CEO | TRUSTe
Privacy breakdowns continue to pop up across a variety markets with the biggest headlines coming from two VC-backed mobile app start-ups, Path and Hipster. Both were called out by independent tech professionals for privacy violations stemming from the unauthorized access of user address books stored on their mobile phones, and both have quickly taken responsibility for the issue. Path has taken the additional step to seek help from privacy experts (in the spirit of full disclosure, Path has talked to TRUSTe regarding our privacy management solutions), while Hipster has elected an alternative approach, calling on their mobile start-up colleagues to jointly craft a privacy pledge for the mobile app ecosystem (see responses from Path and Hipster). While Hipster should be applauded for their efforts to raise visibility of an important problem, and while I appreciate the spirit of the suggestion, it is unlikely to address the core problem simply because the issue of privacy cannot be boiled down to taking a pledge to “do the right thing”. In order to define “the right thing”, one needs to fully understand the intricacies of data flows through the online ecosystem, all the nuances of privacy regulation, and how they might apply to each unique business model.

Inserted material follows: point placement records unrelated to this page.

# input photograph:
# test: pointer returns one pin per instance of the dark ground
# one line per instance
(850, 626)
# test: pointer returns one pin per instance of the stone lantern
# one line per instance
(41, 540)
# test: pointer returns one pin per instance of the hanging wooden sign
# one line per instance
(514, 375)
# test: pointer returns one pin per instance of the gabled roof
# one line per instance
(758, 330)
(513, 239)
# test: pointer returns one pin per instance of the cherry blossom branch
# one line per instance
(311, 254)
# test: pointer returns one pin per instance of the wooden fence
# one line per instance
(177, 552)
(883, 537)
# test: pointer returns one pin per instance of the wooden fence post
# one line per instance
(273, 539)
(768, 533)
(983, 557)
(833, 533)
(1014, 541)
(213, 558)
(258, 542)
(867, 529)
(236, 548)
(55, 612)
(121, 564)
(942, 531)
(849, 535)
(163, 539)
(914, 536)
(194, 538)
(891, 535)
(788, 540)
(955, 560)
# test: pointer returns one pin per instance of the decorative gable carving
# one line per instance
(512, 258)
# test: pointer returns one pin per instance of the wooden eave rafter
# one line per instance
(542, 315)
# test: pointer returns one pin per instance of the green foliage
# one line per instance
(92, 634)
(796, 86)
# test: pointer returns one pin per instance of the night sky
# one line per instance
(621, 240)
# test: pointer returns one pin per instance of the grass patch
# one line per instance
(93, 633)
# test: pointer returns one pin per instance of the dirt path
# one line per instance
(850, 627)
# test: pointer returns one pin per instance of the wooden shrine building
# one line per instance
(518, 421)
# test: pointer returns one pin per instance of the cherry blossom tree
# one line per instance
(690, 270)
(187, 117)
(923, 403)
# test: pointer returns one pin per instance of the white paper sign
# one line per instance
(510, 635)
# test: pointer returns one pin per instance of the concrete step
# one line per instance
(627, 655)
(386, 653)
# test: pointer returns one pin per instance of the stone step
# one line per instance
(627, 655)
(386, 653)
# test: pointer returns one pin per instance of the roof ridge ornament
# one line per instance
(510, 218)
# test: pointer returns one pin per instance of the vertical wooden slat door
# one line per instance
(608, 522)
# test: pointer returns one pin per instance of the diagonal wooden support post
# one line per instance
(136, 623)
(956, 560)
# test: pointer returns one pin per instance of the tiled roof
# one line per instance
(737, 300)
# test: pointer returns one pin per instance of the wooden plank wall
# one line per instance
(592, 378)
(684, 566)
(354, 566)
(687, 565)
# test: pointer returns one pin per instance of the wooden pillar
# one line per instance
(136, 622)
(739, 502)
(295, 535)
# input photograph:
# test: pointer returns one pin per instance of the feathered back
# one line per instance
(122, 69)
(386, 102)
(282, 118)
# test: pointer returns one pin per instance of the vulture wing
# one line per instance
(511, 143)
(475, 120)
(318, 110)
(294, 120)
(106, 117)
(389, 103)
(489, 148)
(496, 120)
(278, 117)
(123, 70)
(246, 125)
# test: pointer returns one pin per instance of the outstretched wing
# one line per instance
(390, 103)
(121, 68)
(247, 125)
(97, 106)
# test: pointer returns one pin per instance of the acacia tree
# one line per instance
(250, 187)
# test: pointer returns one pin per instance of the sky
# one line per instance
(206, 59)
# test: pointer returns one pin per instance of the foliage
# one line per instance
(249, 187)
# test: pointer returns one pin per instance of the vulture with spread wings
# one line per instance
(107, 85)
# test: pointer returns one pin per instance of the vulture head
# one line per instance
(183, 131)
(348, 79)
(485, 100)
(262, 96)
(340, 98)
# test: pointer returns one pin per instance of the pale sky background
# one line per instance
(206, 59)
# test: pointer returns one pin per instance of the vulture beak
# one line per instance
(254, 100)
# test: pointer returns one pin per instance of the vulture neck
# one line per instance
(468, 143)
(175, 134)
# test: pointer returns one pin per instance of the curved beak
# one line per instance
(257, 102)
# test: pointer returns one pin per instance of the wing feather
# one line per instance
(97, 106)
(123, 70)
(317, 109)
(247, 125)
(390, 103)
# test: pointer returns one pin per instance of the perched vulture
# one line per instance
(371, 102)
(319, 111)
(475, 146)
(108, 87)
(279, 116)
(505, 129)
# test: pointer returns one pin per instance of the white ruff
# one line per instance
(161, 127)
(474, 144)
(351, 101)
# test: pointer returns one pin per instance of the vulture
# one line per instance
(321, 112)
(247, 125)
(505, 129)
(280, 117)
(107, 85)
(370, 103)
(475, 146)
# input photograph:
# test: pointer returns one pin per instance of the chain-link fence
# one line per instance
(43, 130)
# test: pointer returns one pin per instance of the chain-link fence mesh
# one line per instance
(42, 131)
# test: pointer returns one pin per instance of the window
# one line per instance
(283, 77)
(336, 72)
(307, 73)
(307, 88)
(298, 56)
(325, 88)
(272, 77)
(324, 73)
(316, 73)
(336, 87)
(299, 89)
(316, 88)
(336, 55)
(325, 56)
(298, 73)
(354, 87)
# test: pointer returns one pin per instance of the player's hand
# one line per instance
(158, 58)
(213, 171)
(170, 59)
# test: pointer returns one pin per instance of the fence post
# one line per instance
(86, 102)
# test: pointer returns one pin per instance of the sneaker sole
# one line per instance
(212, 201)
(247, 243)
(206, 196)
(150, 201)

Privacy management is becoming increasingly complex due to the emergence of new compliance requirements, advancements in targeting capabilities, and supporting technology required to monitor and manage data privacy. 2011 saw a record number of FTC privacy cases, legislative proposals, and media coverage into online privacy. End-user concern was also at high levels – with 90 percent of consumers indicating they were concerned about their privacy online; and 88 percent of consumers indicating they would avoid doing business with companies they did not believe were protecting their privacy online.